About Herri Ondarea

Popular heritage, oral heritage, cultural heritage and intangible heritage: these are all ways of describing what is, essentially, the same thing. Today researchers and politicians agree on the need to conserve and value that heritage. And here, we understand the concept of heritage in the broadest, most complete sense of the term: this includes, among other things,ethnographic heritage, which covers daily life, crafts, customs, games, rites and activities associated with the seasons of the year and the holiday and festive calendar, the lexical heritage of words, sayings and proverbs and the ethno-linguistic heritage of songs, stories and verses. In the end we are talking about an intangible, invisible heritage that, until a few decades ago, was handed down from generation to generation by word of mouth.

Recently, however, the old ways of life have been radically transformed: society's customs have changed, technological innovation and progress have altered habits and led to people relating to each other in entirely new ways. Enormous changes have occurred in a very short time, and the life we understand as traditional has all but disappeared. Sadly, the oral and natural transmission of heritage between generations has been interrupted.

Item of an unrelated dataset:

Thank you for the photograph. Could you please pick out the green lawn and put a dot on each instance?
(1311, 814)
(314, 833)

So now there is a pressing need to systematically compile and preserve this heritage, using the right methodology, to record it from the lips of people who still remember and who have known a way of life that is fast fading away. Not forgetting today's witness accounts, which will themselves soon enough become the past. This is why for several decades now the Instituto Labayru has been doing precisely that. Research into field work, meaning oral, written and audiovisual accounts, will help us to achieve our main goal: to gather in popular culture and wisdom, examine it, put it into the right format and pass it on to posterity. That way we will ensure that this heritage lasts and that future generations will know and possess as much as possible of a culture that once belonged naturally to past generations.